Through the attainment of broad competency for all, we do not always need a multitude of sub-specialists tending to the same patient most of the time. Such fragmented health care will neither be good nor affordable. Every doctor, be he a GP or specialist should be encourage to deal confidently with basic problems and not refer just because the ailment falls outside the confines of his chosen field of interest. The training at the undergraduate and postgraduate levels as well as continuing medical education programmes must bear this in mind.
Role for all
The health service must work towards a role for all. The statement made by Mr. Koh that “specialists should work closely with primary care physicians” is an important one. He said that, “one way is to establish shared care programmes, where the expertise, skills and strengths of both types of doctors are harnessed to optimise the benefits to patients. And patients should be discharged to their primary care doctors as soon as possible.” In such a health care system, there is role for all. 

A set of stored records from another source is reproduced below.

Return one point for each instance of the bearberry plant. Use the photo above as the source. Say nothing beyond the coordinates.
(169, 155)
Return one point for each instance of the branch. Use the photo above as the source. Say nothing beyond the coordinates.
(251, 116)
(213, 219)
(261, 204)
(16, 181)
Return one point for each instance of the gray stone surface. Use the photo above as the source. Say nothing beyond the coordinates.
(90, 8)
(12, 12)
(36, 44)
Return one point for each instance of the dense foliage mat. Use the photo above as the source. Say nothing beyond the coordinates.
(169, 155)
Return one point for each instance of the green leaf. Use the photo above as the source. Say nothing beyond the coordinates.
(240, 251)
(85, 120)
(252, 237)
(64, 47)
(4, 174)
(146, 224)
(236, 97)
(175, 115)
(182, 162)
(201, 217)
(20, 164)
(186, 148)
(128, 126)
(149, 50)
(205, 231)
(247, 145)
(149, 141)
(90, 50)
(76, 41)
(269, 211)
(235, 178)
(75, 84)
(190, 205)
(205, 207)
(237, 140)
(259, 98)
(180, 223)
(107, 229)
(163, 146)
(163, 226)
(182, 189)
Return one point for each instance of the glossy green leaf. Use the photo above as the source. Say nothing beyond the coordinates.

Much more can be achieved if we ensure that both specialists and primary care doctors, in-patient and ambulatory services care for the same patient together. There will be appropriate care at the appropriate level over time. This paradigm will become more and more important in the years to come with the greying of our society and the shift of disease pattern to that of a developed nation. 

To control costs effectively, doctors need to work together with the patient at various health care levels. Diabetes mellitus is a good example. Better metabolic control remains the cornerstone for preventing and delaying complications. When complications occur, timely intervention by specialists will help to reduce the adverse consequences. When the complications are under control, the patient returns for continuing routine care. The organisation, training and financing of healthcare services must bear this in mind.

Involvement of all
There is a need to think in terms of the whole nation’s medical firepower and not just that of the public sector or the private sector disparately. For example, in formulating the professional framework such as clinical guidelines, available resources in all sectors must be taken into account and resources allocated appropriately. Only then can the health service be a national investment towards good quality care and affordable care. 

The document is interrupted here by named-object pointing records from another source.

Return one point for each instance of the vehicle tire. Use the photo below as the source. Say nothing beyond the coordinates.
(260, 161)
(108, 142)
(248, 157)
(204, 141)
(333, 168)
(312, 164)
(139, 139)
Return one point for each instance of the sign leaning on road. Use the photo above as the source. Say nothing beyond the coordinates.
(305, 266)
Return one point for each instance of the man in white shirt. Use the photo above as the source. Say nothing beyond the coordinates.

It is myopic to consider each sector hermetically. Thus, our government primary care is said to be affordable but there are doubts raised as to how this impacts on the overall quality and affordability of the whole system - a paradox highlighted in an article in this issue (N3). If perverse financial incentives exist that lead to inappropriate patients’ demands and care, then these demands may have to be modulated and utilisation pattern changed. More healthcare services do not necessarily equate with more health. More appropriate services on the other hand will. 

As a profession and as a nation, we need to strive towards good quality and affordable healthcare. We agree with the Permanent Secretary’s caveat that it is achievable “provided we put in place the right regulatory and professional framework”.